A Call for Substantial Changes in the Nursing School Policies Relating To Nurse Staffing

The American Nurses Association or the ANA is not only an assortment of the United States’ 2.7 million signed up nurses through its 54 constituent member nurses associations. The ANA is a full-service professional company that actively advances the nursing profession by promoting high requirements of nursing practice, promoting the rights of nurses in the work environment, predicting {a positive and reasonable |a reasonable and positive} view of nursing, and petitioning the Congress and regulative agencies about the health-care concerns affecting both the nurses’ practice and the general public’s health. That is why, with these suitables, the ANA fasts to respond to the recent research study of the Health Affairs Journal requiring substantial action from the legislators of nursing school policies pursue substantial changes in the nurse staffing legislation.

The recent research study published by the Health Affairs journal reveals that there are more than 6,700 client deaths and an overall of 4million agonizing days of client care in health centers annually. This called the attention of the president of the American Nurses Association (ANA) Barbara Blakeney, MS, RN, given that the research study provides brand-new evidence that the present nursing school policies are insufficient in organizing the adequate staffing of nurses in the health centers all across the United States. This is parallel to the findings of the ANA’s own report, “Nurse Staffing and Patient Outcomes in the Inpatient Hospital Setting”, released in May 2000 plus 3 other studies published in 2002, which discovered direct links between insufficient nurse staffing levels and critical clients’ health outcomes.

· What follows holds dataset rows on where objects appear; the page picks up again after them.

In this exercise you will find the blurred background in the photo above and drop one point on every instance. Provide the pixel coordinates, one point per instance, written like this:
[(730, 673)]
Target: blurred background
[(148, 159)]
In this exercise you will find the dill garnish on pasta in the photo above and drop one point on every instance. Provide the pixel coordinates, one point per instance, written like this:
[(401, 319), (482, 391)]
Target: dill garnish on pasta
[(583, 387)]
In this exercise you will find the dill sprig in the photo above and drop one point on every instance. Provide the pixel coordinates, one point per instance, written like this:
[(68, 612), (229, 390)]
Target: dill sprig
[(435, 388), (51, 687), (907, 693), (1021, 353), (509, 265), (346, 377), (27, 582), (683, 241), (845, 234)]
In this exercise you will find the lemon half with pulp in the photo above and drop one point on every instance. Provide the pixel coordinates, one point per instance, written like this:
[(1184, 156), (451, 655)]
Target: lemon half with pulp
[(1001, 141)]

The ANA nurses’ crucial concern nowadays is to delivery quality client care through appropriate nurse staffing since it allows more time to properly examine clients and their requirements and initiate suitable health-care interventions. This points to the most urgent problem faced by the ANA nurses– the fact that the administrators of nursing school policies have seen the nursing profession as a cost instead of an investment.

Lacking nursing school policies limiting growth of the nursing profession ignores the economic value of nursing care as a critical financial investment for offering quality, economical care of clients by more nurses in order to save more lives. The absence of investment-support for more sizeable nursing school policies motivating more individuals to practice the profession also eliminates the anticipated financial cost savings advantages per prevented client death or hospitalization when there is an adequate nurse staffing in health centers.

The ANA also pushes the decision-making body of nursing school policies to take a look at other considerations such as keeping an eye on the experience level of nurses dealing with particular hospital-units, client skill, and assistance services and resources, extra research exploring more thoroughly the financial implications of nurse staffing financial investment, as well as accounting for the number of clients dealt with by the mix of nursing staff. Apart from the societal advantages of offering much better nurse staffing, all these need to be the motorist in advancing appropriate nursing school policies that avoid the nursing shortage, and rather to encourage and inform more adequate numbers of brand-new nurses.